I’m completely open on the 2-vs-4 question - the wiki can be changed
:)
Also, the ASF’s mode of governance is sometimes called a "do-ocracy"
[1], so if you do it, it might just stick :)
Cheers,
Till
[1] http://www.apache.org/foundation/how-it-works.html
On 16 Mar 2016, at 3:12, Michael Blow wrote:
Thanks Preston for pointing out the existing albeit largely ignored
convention, which I neglected to mention; Till had pointed me to the
same.
Id like to amend the existing convention to two-spaces, then work to
bring
existing files into compliance.
Thanks,
-MDB
On Wed, Mar 16, 2016 at 2:00 AM Preston Carman <prest...@apache.org>
wrote:
On our website [1] we have stated a convention of using 4 spaces.
Although
the code base is wildly inconsistent. I think actually using a
convention
will support simpler code reviews, since they are line based
comparisons.
[1] https://cwiki.apache.org/confluence/display/ASTERIXDB/Formatting
On Tue, Mar 15, 2016 at 9:07 PM, Till Westmann <ti...@apache.org>
wrote:
Hi Jochen,
On 15 Mar 2016, at 12:20, Jochen Wiedmann wrote:
On Tue, Mar 15, 2016 at 8:14 PM, Michael Blow
<mblow.apa...@gmail.com>
wrote:
Currently XML files in asterixdb (including hyracks) have a wide
variety
of
indentation schemes being used, often times within a single file,
which
makes maintenance quite painful.
Please let me know your thoughts / opinions.
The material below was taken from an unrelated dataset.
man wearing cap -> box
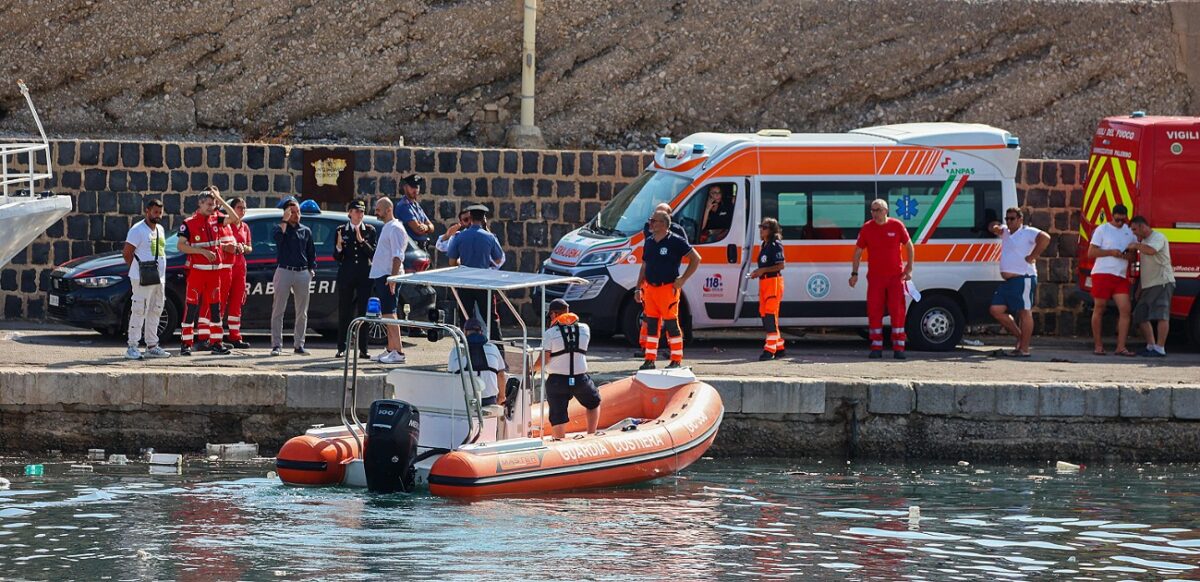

My opinion (out of experience): *Never* bother with syntax, when
XML
is the topic. XML is about semantics, not syntax. Trying ti achieve
a
particular syntax will never work.
If we’d all use tools that represent the XML structure and if git
would
provide a tree diff for XML, I think that I might agree with you.
However, my current reality is that I use a text editor to edit XML
files and git’s diff is line oriented.
So I think that consistent indentation of XML is helpful. And since
XML
processors don’t care about non-significant whitespace it also
doesn’t
hurt them.
I’m in favor of a common indentation scheme.